But the canoe gods had other plans for me. As I drove over the Bay Bridge between Superior and Duluth at about 2:00 pm, I felt a distinct pain in my upper left chest and the only thing I could think was “Oh no!” You see, back in mid-May, I had that same pain at the high school where I teach. It was 1:00 pm, and by 2:30, I was in an ambulance speeding to the local hospital with what we thought was a heart attack. It turned out to be a golf ball sized mass in the upper left lobe of my lung, apparently an acute atypical pneumonia, that put me in the hospital for several days. Fortunately, after six weeks, I was back to normal (or so I thought) and had a great canoe trip with Matt first week of July. Now, it’s July 14, and as I glanced over my right shoulder at Lake Superior, I couldn’t believe I was sensing the same pain I had in May. Sure as heck, two hours later, I was in an acute care center in Hermantown with a mass in the exact same spot of my lung. NOOOOOOOO!!! After a shot in the rear and a layover day on massive antibiotics, I drove back to St Paul, dropped the canoe and car with my sister in Eagan, and flew back to Ohio for more treatment.
Call me stupid, but all I could think in Ohio was whether I’d be able to return to Quetico for a solo in August. Please, please, please I prayed to the canoe gods! Thankfully, the new meds did their thing and surgery was not in the near term. The pulmonologist and surgeon gave me the clearance to head back for a “modified” canoe trip. Of course, I didn’t tell them exactly how rigorous it would be or that I would be solo. It must have also been good karma that my wife had surprised me with a SPOT device for my birthday earlier in the year. Even though she had serious reservations about me going solo now, I convinced her that at least if I were near death in Quetico (and I can think of a lot worse ways to go), the SPOT would maybe save me. Fortunately, she bought it…the SPOT and my story.
So, after changing my Quetico permit and tow dates, I hop on a plane, and arrive in Eagan the afternoon of Aug 3. I reorganize and load my gear into the Corolla and carefully tie down my “solo” Northwind. The wait is almost over.
After a few hours of restless sleep in Eagan, I brew a thermos of coffee, hop in the car at 3:00 am and headed north for Ely. A couple of pit stops later, I roll into La Tourell’s at 8:00 am for a tow to Prairie Portage and start my “modified” 11-day solo that would take me to Kashahapiwi via McNeice, Kahshahpiwi, Joyce, McIntyre, and Robinson. I decided prior to flying back from Ohio that I wouldn’t try to push things too hard. My goals were simple: Do the loop, stay at a couple campsites for 2-3 days, and try to catch some trophy smallmouth, trout, and pike. When I arrive at La Tourell’s, the wind was moderate out of the NW with mostly clear skies. I decide at the last minute to see if I could rent a kayak paddle just to try it out. Yes I could, and so I did. My reasoning was that a kayak paddle might make it easier to solo long distances, especially into a little wind. Earlier this summer, I had modified Bell Northwind by taking out the bow seat and adding a new seat closer to the center of the canoe just for solo tripping. We’d find out shortly just how this configuration would work.
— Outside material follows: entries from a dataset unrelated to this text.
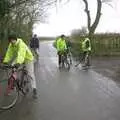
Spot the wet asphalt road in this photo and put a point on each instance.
(73, 95)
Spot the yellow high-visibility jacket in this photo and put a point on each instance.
(86, 47)
(61, 45)
(21, 51)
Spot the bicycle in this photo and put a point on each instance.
(64, 61)
(14, 85)
(69, 54)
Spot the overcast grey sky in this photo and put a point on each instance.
(72, 16)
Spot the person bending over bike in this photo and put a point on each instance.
(18, 53)
(61, 48)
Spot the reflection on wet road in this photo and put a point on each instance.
(73, 95)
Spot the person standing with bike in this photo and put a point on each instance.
(34, 45)
(86, 49)
(18, 53)
(61, 48)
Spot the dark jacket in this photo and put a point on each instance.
(34, 43)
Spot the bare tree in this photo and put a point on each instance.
(92, 26)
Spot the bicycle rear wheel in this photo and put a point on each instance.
(8, 93)
(67, 65)
(25, 85)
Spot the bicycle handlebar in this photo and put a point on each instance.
(8, 66)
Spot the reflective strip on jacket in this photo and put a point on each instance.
(23, 53)
(61, 45)
(84, 48)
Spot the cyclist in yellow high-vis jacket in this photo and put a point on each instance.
(61, 47)
(19, 53)
(86, 49)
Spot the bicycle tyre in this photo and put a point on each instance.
(8, 101)
(25, 85)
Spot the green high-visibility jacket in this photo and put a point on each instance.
(86, 45)
(20, 51)
(61, 45)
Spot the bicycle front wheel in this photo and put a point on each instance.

As we speed across Moose Lake to PP, I’m going through my gear in my mind wondering if I had forgotten anything. I think I have everything, but I can’t recall whether or not I had locked my car at the Moose Lake parking lot. I tip the tow driver a little extra and ask if he would check that my little Corolla with Ohio plates was indeed locked.
After checking in with the PP rangers, I load up and start across Inlet Bay. It’s 9:30 am. I figure just under 3 hours to get to North Bay double portaging. As I paddle along, I think, “God, this feels so great”! I was so looking forward to sitting around the campfires after hard days of portaging and relaxing with a cigar and vodka/Gatorade mix. I couldn’t wait to try out for the first time the reflector oven I had purchased at Canoecopia back in March—hoped to make some pizzas, poppy seed muffins and cornbread. I was curious whether my new Exped 7 pad would be better than the Prolite3 Thermarest pads I had using for the past few years. And I was wondering if the fishing was going to be slow given the dog days of August.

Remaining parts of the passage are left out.